Because the RunAs mode is system, the invocation credential is set as server1 for any outbound requests.

 

  1. Set client C for transport layer authentication (SSL client certificates).

    1. Point the client to sas.client.props.

      Use the com.ibm.CORBA.ConfigURL=file:/C:/was/properties/sas.client.props property. All further configuration involves setting properties within this file.

    2. Enable SSL.

      In this case, SSL is supported but not required: com.ibm.CSI.performTransportAssocSSLTLSSupported=true, com.ibm.CSI.performTransportAssocSSLTLSRequired=false

    3. Disable client authentication at the message layer. com.ibm.CSI.performClientAuthenticationRequired=false, com.ibm.CSI.performClientAuthenticationSupported=false

    4. Enable client authentication at the transport layer.

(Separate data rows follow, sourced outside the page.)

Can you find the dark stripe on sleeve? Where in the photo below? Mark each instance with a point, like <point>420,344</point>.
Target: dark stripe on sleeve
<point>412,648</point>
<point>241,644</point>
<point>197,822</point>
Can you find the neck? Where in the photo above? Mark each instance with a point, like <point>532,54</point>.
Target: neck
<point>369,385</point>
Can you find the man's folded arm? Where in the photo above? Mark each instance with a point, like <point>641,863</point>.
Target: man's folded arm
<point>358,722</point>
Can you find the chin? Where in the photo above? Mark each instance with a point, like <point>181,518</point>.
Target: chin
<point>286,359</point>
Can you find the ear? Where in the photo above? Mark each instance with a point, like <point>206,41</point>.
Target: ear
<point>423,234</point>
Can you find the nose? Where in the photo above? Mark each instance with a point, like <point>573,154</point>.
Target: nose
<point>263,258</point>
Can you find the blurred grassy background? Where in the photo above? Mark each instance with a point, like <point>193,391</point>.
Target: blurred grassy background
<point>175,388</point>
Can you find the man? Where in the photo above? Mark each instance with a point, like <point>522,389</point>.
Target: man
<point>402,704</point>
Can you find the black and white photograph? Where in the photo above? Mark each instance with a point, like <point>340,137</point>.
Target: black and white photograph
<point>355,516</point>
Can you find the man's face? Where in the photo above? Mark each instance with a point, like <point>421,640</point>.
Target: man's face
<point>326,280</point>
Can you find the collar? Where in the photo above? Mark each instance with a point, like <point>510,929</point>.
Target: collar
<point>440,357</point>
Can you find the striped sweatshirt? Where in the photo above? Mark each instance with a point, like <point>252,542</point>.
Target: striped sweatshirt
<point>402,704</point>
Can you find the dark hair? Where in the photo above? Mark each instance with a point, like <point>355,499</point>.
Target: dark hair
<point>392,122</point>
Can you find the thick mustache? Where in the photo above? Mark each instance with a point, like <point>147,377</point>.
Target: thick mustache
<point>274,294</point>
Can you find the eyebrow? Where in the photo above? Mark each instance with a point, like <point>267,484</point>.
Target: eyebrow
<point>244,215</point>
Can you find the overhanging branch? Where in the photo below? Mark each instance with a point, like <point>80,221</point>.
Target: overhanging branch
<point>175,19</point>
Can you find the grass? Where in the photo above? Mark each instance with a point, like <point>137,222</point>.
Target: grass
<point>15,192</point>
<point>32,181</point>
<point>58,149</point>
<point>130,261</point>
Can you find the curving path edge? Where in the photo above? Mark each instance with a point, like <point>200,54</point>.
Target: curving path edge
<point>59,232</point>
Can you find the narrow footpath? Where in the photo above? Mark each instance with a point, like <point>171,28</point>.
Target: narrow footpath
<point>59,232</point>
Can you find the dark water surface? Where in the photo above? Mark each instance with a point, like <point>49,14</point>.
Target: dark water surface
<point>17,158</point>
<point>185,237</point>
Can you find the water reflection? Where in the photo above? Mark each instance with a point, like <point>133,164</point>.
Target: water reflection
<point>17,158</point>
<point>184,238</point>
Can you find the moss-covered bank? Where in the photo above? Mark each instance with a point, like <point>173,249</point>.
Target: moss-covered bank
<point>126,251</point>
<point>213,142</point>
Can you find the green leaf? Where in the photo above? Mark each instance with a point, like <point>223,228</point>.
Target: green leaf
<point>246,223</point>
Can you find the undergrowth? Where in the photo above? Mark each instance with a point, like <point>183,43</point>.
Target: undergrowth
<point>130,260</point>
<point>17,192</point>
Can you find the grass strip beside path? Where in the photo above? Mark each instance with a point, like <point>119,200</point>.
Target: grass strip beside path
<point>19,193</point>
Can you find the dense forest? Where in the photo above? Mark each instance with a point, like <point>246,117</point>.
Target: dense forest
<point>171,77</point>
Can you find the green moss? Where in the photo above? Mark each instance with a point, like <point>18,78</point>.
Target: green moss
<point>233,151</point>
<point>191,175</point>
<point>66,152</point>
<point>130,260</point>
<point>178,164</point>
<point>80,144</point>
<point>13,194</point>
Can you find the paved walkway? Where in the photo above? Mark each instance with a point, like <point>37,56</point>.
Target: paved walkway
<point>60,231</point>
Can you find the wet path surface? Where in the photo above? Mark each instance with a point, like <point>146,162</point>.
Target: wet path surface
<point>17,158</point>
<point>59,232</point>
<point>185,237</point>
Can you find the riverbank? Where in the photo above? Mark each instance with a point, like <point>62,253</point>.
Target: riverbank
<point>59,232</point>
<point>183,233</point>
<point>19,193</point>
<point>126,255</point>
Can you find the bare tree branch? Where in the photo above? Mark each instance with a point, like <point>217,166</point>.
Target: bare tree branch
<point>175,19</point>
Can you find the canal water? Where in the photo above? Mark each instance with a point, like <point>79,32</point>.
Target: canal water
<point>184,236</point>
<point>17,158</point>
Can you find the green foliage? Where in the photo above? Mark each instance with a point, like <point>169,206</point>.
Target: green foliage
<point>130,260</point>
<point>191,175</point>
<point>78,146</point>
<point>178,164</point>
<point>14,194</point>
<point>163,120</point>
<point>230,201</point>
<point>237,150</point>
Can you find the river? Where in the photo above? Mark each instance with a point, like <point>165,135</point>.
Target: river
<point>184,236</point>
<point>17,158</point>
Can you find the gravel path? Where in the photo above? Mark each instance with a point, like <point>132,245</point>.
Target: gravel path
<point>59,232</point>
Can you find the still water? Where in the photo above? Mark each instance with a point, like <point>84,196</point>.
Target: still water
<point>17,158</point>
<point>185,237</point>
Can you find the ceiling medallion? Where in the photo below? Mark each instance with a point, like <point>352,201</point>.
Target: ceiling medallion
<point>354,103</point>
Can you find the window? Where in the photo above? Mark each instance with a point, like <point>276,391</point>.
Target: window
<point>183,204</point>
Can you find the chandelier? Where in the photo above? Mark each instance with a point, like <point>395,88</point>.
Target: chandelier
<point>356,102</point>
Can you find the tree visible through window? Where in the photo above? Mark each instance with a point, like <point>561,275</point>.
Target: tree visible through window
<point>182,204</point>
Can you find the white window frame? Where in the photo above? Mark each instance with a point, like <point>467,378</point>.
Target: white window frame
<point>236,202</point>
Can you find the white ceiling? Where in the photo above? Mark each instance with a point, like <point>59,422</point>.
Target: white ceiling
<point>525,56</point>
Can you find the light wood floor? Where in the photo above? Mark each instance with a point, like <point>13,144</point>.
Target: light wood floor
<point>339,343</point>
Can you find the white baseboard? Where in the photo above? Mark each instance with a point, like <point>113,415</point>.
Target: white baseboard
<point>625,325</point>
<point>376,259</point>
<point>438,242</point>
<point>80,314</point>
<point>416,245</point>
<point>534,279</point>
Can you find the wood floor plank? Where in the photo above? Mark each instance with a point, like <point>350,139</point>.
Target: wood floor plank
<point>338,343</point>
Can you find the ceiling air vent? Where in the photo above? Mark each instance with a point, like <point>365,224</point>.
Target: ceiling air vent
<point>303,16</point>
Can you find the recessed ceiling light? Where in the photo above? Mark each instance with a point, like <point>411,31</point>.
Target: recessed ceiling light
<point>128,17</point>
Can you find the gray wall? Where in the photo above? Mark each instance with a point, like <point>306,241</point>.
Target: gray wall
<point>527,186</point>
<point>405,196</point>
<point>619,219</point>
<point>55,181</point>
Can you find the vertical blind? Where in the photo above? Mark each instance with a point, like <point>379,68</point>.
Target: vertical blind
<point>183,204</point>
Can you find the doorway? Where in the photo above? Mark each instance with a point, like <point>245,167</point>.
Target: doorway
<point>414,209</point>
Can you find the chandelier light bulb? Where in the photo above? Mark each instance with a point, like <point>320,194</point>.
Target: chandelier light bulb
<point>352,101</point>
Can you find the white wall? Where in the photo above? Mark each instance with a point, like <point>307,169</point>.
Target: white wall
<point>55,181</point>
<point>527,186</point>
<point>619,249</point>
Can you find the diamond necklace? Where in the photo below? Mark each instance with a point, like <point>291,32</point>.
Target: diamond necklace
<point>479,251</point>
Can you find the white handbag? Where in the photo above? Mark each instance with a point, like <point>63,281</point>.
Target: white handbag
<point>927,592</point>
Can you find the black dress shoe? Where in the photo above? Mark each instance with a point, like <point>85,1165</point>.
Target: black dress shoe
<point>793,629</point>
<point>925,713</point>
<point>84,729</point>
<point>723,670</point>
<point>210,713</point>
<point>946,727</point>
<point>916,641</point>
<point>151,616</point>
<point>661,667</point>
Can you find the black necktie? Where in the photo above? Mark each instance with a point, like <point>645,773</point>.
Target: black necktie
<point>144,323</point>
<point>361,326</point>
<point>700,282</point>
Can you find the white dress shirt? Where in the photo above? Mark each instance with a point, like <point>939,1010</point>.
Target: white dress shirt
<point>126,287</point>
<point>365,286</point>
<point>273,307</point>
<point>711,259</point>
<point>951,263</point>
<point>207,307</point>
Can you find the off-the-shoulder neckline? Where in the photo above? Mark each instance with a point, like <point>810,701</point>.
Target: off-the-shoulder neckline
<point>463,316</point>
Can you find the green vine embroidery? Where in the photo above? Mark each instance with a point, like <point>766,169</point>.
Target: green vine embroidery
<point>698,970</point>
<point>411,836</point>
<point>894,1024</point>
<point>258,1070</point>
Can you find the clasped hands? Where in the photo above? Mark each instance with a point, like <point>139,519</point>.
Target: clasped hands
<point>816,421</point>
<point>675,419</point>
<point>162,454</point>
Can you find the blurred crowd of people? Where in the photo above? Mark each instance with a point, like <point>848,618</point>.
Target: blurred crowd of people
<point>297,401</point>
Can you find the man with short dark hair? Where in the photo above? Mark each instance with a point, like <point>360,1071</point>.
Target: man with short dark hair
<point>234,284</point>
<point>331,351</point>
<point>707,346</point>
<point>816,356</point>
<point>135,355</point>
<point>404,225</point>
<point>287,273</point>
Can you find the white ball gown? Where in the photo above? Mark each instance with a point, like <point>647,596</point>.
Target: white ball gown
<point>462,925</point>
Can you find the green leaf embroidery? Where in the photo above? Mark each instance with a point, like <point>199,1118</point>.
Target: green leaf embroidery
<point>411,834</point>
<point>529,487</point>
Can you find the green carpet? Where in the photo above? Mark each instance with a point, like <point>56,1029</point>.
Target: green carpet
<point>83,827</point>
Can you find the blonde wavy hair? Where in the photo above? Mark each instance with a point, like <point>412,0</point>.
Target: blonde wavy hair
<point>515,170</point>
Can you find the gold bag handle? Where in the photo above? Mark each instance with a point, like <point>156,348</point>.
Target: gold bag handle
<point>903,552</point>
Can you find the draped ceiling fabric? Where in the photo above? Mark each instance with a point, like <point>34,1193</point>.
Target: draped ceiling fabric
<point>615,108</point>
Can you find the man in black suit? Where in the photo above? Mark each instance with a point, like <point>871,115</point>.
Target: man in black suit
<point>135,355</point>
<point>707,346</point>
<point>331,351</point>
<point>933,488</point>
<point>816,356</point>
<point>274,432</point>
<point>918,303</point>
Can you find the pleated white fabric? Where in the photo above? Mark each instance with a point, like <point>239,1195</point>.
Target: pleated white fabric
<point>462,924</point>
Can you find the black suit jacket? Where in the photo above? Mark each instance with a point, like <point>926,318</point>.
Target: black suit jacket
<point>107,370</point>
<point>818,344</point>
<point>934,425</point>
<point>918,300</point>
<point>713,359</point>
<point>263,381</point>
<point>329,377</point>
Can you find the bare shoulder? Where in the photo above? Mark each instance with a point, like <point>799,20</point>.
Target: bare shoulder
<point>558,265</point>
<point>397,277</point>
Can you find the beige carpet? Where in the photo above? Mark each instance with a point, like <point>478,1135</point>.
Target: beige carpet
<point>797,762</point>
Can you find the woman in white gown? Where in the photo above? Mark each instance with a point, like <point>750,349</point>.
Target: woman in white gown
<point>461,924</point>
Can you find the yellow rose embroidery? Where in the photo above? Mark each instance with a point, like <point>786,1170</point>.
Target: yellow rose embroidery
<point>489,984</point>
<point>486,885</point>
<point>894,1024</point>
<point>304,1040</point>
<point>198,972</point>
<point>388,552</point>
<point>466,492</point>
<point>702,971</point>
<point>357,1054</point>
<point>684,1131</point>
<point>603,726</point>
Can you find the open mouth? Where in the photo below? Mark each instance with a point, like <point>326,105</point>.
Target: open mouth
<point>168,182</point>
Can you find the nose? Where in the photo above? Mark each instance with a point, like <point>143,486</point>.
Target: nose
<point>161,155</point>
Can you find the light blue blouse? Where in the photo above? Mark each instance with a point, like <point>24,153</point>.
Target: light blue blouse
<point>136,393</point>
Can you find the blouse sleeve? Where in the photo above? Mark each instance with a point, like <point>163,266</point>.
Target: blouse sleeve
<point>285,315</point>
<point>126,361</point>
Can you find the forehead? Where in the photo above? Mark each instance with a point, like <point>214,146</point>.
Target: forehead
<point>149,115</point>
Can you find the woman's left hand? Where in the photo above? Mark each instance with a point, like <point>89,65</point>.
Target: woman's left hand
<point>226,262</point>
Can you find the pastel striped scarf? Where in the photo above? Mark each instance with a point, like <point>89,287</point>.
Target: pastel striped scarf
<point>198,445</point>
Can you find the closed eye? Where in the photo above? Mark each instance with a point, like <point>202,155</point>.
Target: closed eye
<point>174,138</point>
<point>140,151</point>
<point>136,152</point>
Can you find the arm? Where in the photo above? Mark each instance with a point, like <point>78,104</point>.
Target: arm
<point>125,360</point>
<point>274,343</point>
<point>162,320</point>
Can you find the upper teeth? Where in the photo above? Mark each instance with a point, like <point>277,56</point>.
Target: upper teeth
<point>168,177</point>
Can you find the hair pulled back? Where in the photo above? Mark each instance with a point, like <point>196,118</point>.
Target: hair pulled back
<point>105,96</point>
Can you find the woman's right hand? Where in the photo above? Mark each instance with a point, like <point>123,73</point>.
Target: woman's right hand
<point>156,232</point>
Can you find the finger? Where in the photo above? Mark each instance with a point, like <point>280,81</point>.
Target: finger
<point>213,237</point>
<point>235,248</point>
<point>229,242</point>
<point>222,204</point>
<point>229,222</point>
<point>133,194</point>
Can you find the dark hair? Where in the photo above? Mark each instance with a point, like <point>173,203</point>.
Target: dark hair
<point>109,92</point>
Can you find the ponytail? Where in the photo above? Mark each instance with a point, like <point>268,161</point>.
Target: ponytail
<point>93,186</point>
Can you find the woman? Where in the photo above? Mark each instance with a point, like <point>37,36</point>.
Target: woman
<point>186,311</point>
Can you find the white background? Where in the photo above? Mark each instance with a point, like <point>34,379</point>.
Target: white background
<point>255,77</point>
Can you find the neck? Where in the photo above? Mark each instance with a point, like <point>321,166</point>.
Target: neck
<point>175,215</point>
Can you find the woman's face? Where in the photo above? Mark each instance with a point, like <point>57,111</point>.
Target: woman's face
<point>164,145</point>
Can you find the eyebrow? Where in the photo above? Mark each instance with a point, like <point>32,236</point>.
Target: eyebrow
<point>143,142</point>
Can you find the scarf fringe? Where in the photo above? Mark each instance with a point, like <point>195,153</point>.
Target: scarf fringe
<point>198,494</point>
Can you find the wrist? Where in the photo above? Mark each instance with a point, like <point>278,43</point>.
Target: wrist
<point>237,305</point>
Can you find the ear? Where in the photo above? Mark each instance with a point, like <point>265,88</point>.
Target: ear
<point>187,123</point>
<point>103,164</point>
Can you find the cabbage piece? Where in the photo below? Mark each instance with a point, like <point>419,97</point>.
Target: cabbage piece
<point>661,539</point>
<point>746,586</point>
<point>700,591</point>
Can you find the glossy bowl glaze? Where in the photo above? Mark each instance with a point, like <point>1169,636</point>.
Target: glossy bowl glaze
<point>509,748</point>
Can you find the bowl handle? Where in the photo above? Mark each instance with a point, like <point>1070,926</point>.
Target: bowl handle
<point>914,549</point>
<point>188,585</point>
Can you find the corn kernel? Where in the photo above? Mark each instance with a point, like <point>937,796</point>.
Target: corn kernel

      It is supported, but not required. com.ibm.CSI.performTLClientAuthenticationRequired=false, com.ibm.CSI.performTLClientAuthenticationSupported=true

  2. Set the S1 server. In the admin console, S1 is configured for incoming connections to support SSL with client certificate authentication. The S1 server is configured for outgoing requests to support message layer client authentication.

    1. Set S1 for incoming connections.

      1. Disable identity assertion.

      2. Disable user ID and password authentication.

      3. Enable SSL.

      4. Enable SSL client certificate authentication.

    2. Set S1 for outgoing connections.

      1. Disable identity assertion.

      2. Disable user ID and password authentication.

      3. Enable SSL.

      4. Enable SSL client certificate authentication.

  3. Set the S2 server.

    In the admin console, the S2 server is configured for incoming requests to support message layer authentication over SSL. Configuration for outgoing requests is not relevant for this scenario.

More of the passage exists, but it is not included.